It's Not Christmas Without You (The Holloway Series)

Home > Other > It's Not Christmas Without You (The Holloway Series) > Page 4
It's Not Christmas Without You (The Holloway Series) Page 4

by Dimon, HelenKay


  A woman tugged on Spence’s arm and he shot her that flirty Thomas smile before turning his focus back to Carrie. “I have to handle this.”

  It seemed handling women was a Thomas male specialty all of a sudden.

  Austin steered the handsy woman with the low-cut sweater to a display of six-foot Douglas firs and snuck away. He’d hear her throaty giggle in his sleep. He could appreciate women of all sizes and types but this one freaked him out. So did the way she looked twenty years old from a distance and at least fifty close up.

  Then there was the ass tap. He could have done without that. He didn’t exactly run from her now, but he did double-time his retreat just in case those fingernails came out again.

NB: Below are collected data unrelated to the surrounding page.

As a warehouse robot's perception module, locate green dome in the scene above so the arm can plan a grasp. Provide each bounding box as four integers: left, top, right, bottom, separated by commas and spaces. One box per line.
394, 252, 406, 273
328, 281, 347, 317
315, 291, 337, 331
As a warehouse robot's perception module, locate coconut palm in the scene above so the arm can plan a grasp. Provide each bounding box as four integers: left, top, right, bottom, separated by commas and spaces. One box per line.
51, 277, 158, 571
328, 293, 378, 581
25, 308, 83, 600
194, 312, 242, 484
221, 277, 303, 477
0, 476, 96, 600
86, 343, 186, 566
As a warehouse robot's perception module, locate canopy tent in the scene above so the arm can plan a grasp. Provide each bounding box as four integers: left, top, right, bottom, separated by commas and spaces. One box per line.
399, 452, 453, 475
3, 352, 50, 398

  The one woman he wouldn’t mind touching his ass stood near the office shed. He wondered if Carrie realized she tapped her foot hard enough to create a divot in the frozen ground. Two seconds ago she’d been smiling and laughing with Spence. Now she had that unfocused look that meant she was thinking. Austin knew it probably also meant he’d done something wrong.

  No need to pretend not to see her since he’d traveled to D.C. to find her. She knew the score and hard-to-get wasn’t his thing. That was a woman trick. A smart man let himself get caught. He waved as he walked but dropped his hand when she didn’t return the greeting.

  Oh, boy.

  Despite yesterday’s big kiss, he kept the greeting professional. “Are you looking for a tree?”

  “I better since you’ll be sold out soon.”

  He glanced at the mound of trees stacked around the lot. “How do you figure that?”

  “You have nonstop interest around here.”

  “Apparently the residents of D.C. like nice trees.” He didn’t even know what they were talking about anymore. She seemed a bit on edge for a discussion about future firewood.

  “Like her?” Carrie’s attention focused over his shoulder.

  He turned and saw the handsy customer standing at the edge of the tree display and staring him down. “I’m not sure she’s here for a tree.”

  Carrie shot him a men-are-so-dumb look. “Gee, really?”

  That flat tone usually meant he’d done something stupid and male and he had about ten minutes to figure it out before she went all Medusa on him. “Why do I think I’m in trouble?”

  “She gave you her number.” Carrie nodded at his closed hand.

  He opened it, palm up, and showed her the paper ball inside. “It’s for the sales receipt.”

  The excuse was lame but no way was he going down for this. He hadn’t done anything wrong except separate from the woman without shoving her away and hurting her, which hadn’t been that easy since she all but wrapped her legs around him.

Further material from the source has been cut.